El ministro de Seguridad Ciudadana, Jorge Gassenbauer, será desplazado en los próximos días de su cargo, mientras la ola delictiva y los casos de corrupción policial desbordan al gobernador José Alperovich.
Gassenbauer, de profesión contador, y con el único antecedente político de ser el mejor amigo y cajero de Alperovich, demostró en forma palmaria ser un inútil para manejar a una policía cada vez más autonóma y dedicada a emprendimentos paralelos.
El ministro anterior, Mario López Herrera, también había sido deplorable, pero Alperovich lo mantuvo a capa y espada durante años, mientras los índices delictivos iban hacia arriba.
Al asumir Gassenbauer la situación se terminó por descontrolar.
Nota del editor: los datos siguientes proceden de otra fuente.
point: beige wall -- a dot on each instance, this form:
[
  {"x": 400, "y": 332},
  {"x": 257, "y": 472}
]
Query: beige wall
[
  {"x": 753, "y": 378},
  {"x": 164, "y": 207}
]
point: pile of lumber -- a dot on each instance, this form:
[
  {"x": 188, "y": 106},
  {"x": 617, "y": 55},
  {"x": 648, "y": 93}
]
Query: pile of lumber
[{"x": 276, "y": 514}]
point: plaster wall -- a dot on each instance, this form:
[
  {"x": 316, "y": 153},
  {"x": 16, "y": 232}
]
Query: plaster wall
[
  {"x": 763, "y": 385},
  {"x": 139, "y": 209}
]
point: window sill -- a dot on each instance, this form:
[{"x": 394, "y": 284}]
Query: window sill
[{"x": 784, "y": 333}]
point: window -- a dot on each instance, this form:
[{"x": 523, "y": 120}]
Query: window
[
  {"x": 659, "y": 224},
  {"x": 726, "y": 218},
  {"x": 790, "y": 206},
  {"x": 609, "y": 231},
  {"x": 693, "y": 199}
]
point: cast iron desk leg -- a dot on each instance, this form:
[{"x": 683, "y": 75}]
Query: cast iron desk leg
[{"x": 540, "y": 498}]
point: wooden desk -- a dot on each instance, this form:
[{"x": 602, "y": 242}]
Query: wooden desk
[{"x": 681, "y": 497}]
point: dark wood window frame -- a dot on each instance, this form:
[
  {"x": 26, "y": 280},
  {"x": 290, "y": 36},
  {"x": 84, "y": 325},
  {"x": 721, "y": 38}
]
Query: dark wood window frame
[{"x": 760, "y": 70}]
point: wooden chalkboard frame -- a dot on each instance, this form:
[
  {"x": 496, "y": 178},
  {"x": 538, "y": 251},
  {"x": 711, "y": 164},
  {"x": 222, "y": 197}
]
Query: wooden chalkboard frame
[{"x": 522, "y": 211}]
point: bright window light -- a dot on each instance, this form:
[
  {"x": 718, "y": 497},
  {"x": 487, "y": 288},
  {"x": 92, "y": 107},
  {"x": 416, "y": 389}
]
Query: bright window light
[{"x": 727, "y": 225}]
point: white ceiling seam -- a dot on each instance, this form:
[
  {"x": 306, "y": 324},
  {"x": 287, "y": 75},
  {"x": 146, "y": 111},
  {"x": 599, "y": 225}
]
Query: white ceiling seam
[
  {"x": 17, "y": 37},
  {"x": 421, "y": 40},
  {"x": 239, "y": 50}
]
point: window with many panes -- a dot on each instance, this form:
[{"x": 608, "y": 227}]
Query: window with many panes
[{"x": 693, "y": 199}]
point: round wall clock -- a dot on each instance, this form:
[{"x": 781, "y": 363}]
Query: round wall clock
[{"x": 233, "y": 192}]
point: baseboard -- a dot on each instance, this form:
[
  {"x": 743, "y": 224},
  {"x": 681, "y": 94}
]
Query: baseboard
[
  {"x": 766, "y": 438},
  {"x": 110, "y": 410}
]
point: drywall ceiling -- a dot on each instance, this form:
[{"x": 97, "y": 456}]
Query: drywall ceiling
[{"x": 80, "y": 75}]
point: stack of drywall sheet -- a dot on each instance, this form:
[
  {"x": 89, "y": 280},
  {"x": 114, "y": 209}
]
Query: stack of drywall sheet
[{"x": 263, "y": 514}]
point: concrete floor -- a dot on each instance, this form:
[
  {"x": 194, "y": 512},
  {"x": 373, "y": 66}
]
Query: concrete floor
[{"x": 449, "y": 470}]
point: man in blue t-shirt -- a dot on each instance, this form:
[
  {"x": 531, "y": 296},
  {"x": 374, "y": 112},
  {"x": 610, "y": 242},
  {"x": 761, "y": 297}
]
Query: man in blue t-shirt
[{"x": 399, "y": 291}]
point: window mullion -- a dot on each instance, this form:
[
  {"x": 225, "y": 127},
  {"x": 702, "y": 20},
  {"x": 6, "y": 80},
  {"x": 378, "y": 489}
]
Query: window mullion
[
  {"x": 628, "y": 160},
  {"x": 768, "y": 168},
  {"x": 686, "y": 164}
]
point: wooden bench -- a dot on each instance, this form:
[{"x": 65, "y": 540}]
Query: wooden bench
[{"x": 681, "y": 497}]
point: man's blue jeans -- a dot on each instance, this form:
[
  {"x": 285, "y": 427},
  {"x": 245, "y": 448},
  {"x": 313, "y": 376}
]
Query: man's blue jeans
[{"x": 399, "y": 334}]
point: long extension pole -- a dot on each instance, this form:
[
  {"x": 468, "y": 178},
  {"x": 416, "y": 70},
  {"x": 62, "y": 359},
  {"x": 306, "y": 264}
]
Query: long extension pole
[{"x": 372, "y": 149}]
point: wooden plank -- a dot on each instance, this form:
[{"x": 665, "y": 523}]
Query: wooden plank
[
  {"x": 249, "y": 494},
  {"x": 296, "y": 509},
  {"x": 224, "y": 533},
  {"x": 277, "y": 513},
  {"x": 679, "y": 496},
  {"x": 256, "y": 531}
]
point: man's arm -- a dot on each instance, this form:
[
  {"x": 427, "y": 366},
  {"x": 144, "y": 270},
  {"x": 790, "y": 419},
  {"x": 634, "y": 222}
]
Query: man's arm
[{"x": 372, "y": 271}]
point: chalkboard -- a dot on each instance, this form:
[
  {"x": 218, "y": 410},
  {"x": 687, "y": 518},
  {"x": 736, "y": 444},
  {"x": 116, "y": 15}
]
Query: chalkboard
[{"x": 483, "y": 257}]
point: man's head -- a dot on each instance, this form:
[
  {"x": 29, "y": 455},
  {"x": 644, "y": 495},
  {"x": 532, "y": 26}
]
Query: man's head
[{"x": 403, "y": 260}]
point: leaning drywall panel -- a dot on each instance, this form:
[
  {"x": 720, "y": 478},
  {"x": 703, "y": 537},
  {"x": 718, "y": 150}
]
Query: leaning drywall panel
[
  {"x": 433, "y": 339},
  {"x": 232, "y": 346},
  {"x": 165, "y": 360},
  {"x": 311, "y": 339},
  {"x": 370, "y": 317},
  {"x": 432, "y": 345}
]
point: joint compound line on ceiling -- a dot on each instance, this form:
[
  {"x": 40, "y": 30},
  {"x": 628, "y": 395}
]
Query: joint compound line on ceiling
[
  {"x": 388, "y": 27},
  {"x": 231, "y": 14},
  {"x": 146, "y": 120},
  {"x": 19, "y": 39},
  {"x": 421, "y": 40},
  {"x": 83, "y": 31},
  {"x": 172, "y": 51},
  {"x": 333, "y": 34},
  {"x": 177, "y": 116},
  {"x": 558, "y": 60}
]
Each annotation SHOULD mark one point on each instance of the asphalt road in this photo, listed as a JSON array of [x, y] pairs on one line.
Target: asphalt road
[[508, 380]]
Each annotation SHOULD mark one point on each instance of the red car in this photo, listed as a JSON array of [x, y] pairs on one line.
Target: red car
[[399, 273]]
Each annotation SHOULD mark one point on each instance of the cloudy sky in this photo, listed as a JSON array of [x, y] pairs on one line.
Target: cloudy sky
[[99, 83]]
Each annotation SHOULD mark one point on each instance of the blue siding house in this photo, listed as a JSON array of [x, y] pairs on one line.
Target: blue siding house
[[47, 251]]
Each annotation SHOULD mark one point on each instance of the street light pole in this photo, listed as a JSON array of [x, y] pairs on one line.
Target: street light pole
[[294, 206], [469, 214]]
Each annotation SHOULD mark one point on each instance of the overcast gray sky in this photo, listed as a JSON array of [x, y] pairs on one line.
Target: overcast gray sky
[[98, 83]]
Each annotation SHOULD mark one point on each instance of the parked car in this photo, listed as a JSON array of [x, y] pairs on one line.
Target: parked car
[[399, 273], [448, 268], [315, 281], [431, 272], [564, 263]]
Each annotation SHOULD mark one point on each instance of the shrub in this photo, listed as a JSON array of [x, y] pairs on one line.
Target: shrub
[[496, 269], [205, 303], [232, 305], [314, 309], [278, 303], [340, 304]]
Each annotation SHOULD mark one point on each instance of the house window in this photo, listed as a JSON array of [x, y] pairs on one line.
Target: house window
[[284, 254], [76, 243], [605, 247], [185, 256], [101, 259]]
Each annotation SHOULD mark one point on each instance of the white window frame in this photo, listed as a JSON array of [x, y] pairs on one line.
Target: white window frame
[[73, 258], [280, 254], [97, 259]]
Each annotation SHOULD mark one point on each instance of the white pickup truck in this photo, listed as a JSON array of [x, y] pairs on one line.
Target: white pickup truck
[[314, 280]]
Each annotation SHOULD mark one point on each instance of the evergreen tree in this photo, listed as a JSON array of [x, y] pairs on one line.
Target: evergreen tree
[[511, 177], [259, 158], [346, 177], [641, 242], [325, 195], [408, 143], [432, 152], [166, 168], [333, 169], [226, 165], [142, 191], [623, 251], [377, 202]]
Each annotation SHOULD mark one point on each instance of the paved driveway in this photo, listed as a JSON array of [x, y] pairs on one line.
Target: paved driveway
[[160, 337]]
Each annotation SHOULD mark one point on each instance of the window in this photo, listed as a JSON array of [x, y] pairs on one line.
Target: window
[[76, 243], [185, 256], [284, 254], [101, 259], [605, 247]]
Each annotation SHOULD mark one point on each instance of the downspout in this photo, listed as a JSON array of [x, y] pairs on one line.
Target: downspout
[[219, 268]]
Crecieron las peleas entre jefes por suculentos negocios, y comenzaron a salir a la luz múltiples casos de policías secuestradores, narcopolicías, crímenes dudosos con presunta participación de uniformados, etc.
Mientras Gassenbauer se dedica a distraer con anuncios sobre el 911 o las pistolas eléctricas, los delincuentes siguen avanzando, e incluso ya operan con audacia en pleno centro de Tucumán.
En las zonas más periféricas, decenas de miles de familias tienen que vivir prisioneras de ladrones y narcotraficantes que operan con complicidad policial.
Gassenbauer luego de las elecciones pasará a la cartera de Interior, para dedicarse a seguir contando dinero, ahora de las oscuras comunas rurales. En su reemplazo, Paul Hofer, inexperto secretario de Seguridad será ascendido a ministro.
Por lo menos hasta 2015, cuando Alperovich se vaya, estaremos condenados a que los parches y la falta de políticas frente al delito sigan deteriorando la vida de los tucumanos.